Tanto la Iglesia de Oriente como la de Occidente honran a los santos inocentes, asesinados por Herodes para eliminar a Jesús. “¡Todavía no hablan y ya confiesan a Cristo! Todavía no son capaces de afrontar la lucha… y sin embargo ya llevan triunfantes la palma del martirio”, canta un antiguo Padre de la Iglesia. La crueldad de Herodes es estremecedora. El miedo a perder el poder, incluso ante un niño, le empuja a una crueldad inaudita. Verdaderamente Herodes parece personificar la fuerza violenta del mal. En su corazón está la furia homicida que desencadena dolor, llanto, gritos y lamentos. Herodes quiere salvar su poder a toda costa, incluso perpetrando una masacre inaudita e injustificable. La ferocidad del mal es contrastada por José, privado de cualquier tipo de poder, fuerte sólo de la fe. Él, una vez más, escucha al ángel que le habla y obedece a su palabra: “Toma consigo al niño y a su madre” y huye a Egipto. Esta página evangélica no está relegada al pasado; todavía hoy continúa la matanza de los pequeños y de los desarmados en muchas partes de la tierra.

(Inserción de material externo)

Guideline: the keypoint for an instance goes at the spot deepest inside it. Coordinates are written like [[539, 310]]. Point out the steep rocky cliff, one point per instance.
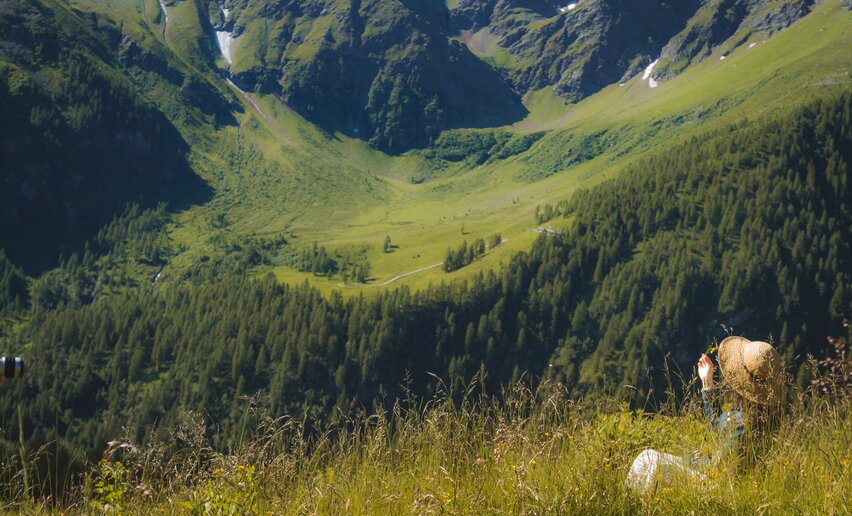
[[398, 72]]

Millones de niños son diezmados por el hambre y la enfermedad; muchos son objeto de violencia, asaltos y explotación. Y cuántos niños en estos tiempos encuentran la muerte mientras huyen de la guerra y de los conflictos, en la cruel indiferencia de quien está tan replegado sobre sí mismo que hace de piedra su corazón y no consigue conmoverse ni siquiera ante estos pequeños a los que podemos considerar “nuevos mártires inocentes”. La crueldad hacia los niños es una terrible plaga que golpea transversalmente al mundo entero. Es necesario que crezca la indignación contra tal crueldad. Y que crezca el número de cristianos y de hombres de buena voluntad que escuchen hoy, como José entonces, al ángel del Señor y tomen consigo a los pequeños y a los débiles para salvarles de la esclavitud homicida del príncipe del mal que sigue teniendo siervos necios que se dejan llevar por su crueldad homicida.